A dimension reduced clustering approach for the evaluation of trajectory similarities

Document Type : Original Article


1 Faculty of Civil Engineering and Geodesy, Surveying Engineering Department, Graduate University of Advanced Technology

2 Naval Academy Research Institute, France

3 Sahand University of Technology


Nowadays, the very large volumes of trajectory datasets generated by many users and applications offer many opportunities for deriving trends and patterns. Extracting patterns and outliers from people’s movements in urban networks is one of the directions worth being explored. For instance, detecting spatial and temporal similarities between trajectory data at different scales and levels of granularity is an important issue. The research developed in this paper introduces a framework based on PCA and K-means methods, and whose objective is to extract similar trajectories from raw trajectory datasets. The approach is first based on a prior characterization of a trajectory with a series of geometric and semantic descriptors. Next, an application of several measures of entropy favors the statistical evaluation of the internal distribution of the main trajectory primitives.

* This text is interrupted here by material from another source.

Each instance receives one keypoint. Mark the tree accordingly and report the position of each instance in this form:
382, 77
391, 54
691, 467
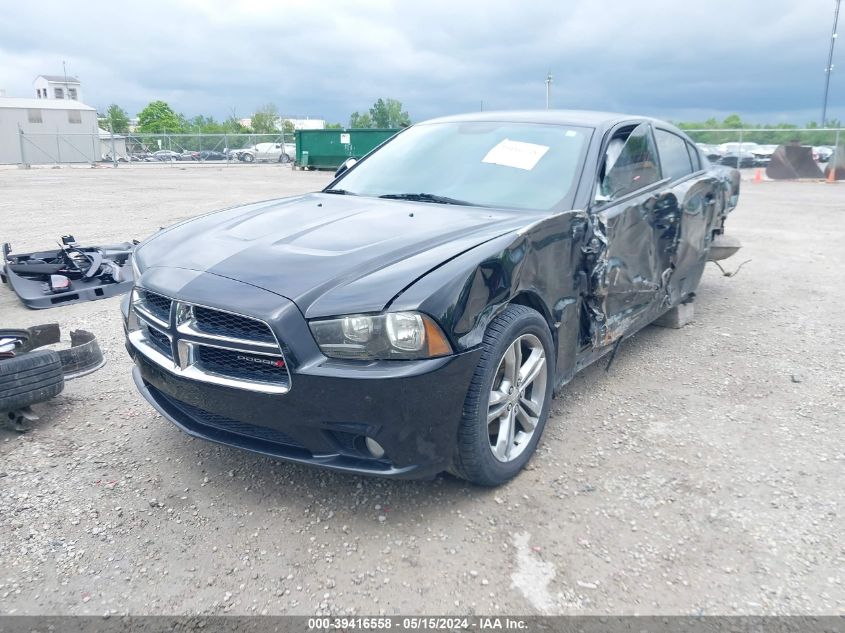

Last, and this is the main contribution of this paper, a PCA method is applied to reduce the dimension of the generated primitive data, and finally a K-means clustering technique is used for deriving similarity measures between different trajectories. The whole framework is experimented on top of the Geolife public domain dataset that includes several hundreds of human trajectories in the city of Beijing. The results that emerge show that the whole approach allows for the detection of trajectory similarity patterns using either physical or geometric criteria. Also, similarity detection could be applied for various direction and scales.